I love freshly made, quick pickled radishes, but I feel like they get a weird odor if kept. Am I doing something wrong? Making them using hot vinegar & salt mixture, let sit for 10min or so, then eat.

1

I like radishes, raw and pickled. And it used to be very cheap food. But in US it's really expensive. I wish we could just grow stuffs freely. Radishes are ready in 2-3 months if grown.

7
lemmy.dbzer0.com

Not selling me anything, no clickable link, just a prophet for the benefits of the great radish. I'll allow it.

23

I too would create a burner account if i were to post pictures of radish-porn like that without nsfw tag.

9

I love fresh radishes. I've often been called a weirdo for that. But they're so... edible. Colorful, crunchy, flavorful. Even the spicy ones are good in a wasabi-spicy kind of way, excellent for clearing your nose!

7

You can eat the greens, too. Chop them up and saute. I don't like radishes though. I wish I did. I worked a few summers on an Amish farm and radishes are fun to harvest.

3

Fresh radishes are very tasty. I like them better as a planty snack than carrots.

3

Also, depending on your local climate, you might be surprised how quick and easy it is to grow your own turnips. If you're in a temperate northern hemisphere climate, good chance you can have fresh home grown turnips for 8+ months of the year, if not the whole year. They don't take a lot of time to reach maturity, you can basically plant a small batch of seeds every few weeks to keep things going.

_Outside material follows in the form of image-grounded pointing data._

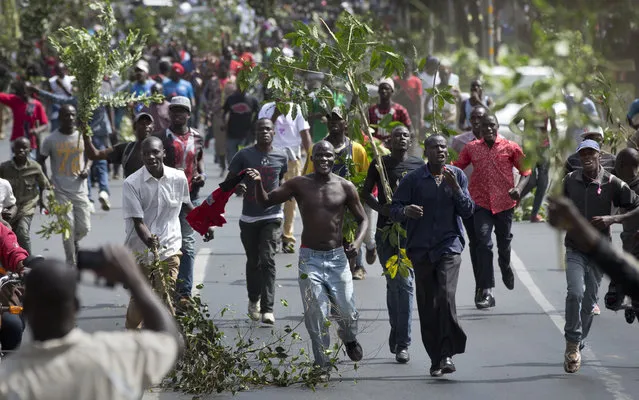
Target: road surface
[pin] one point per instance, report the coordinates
(514, 351)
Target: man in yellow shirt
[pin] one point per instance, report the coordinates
(347, 150)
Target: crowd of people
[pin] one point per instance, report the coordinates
(260, 152)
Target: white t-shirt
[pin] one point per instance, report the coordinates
(98, 366)
(7, 199)
(158, 202)
(287, 130)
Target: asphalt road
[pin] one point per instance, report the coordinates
(514, 351)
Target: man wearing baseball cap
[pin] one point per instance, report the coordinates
(377, 112)
(595, 192)
(127, 154)
(176, 86)
(184, 151)
(606, 160)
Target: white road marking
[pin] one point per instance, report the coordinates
(199, 267)
(611, 380)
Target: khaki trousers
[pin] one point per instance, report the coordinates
(294, 169)
(165, 291)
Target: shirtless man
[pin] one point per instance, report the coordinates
(323, 198)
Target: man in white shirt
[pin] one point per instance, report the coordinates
(64, 362)
(290, 135)
(152, 201)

Yes, they are delicious on their own, fresh cut in salads, and so on. You can roast/bake/cook them, and they take on a taste and texture similar to potatoes. You can soak them in a pickling brine (1:4 vinegar to water with a bit of salt) for a few hours minimum and that will also eliminate most of the "bite" if you don't like that part of their flavor profile.

3

more than likely sulforaphene is more useful invivo studies rather than consumed, because the stomach acid will likely neutralize the effect the compound anyways.

2
lemmy.world

To me, they taste like dirt. Like seriously - I'm not trying to be edgy here, that's just what they taste like to me. I'm also one of those "cilantro tastes like soap" people. Possibly related?

2

Maybe most people just don't know what dirt tastes like? I don't know what dirt tastes like, I assume different dirt tastes different? Is there a universal dirt tastes? What's your favorite dirt? Maybe radishes only taste like the dirt where you live? Maybe you have radish flavoured dirt where you live?

3

I have not, but that does sound good. Might give that a try

1
Skankyreply
lemmy.world

No, that's not it. I'm fastidious about cleaning my veggies. I guess I should clarify that I'm referring to those standard store-brand red radishes. I've had Daikon radishes as well and those taste fine to me

1

Those are true for me too. Does celery smell like medicine to you? It does me :|

1

I fucking love radishes. I use them as a dip delivery device, along with celery, to cut out chip calories.

1

Toast, hummus, and microplaned radishes. Mmmm.

If you don't have a micro plane, get one!

1
ulternoreply
programming.dev

Yeah, that claim is pretty dubious.
If it has almost no calories, then it has almost no mass.
To get the approximate amount of calories in a piece, just measure its weight to get the mass (M in kg) and use the formula M * c * c * 0.2390057, where c is the speed of light in m/s.

-4
lemmy.world

Mass has no direct relationship to calories. A gallon of water has 0 calories. A pound of salt has 0. Some things we eat provide necessary elements of nutrition but no energy/calories. Some things provide calories but have 0 nutritional value, like sugar. Most foods provide a mix of nutritional value and calories.

10

Weight loss scams hate this one weird trick!
If you drink cold water it's like negative calories because you have to spend energy as it warms up to body temperature.

4

Your comment is non-inclusive to trans personalities.
For anyone that identifies as a black hole, all mass is calories.

-2

Also what if my radishes are like really fast?? You need to account for relativistic effects!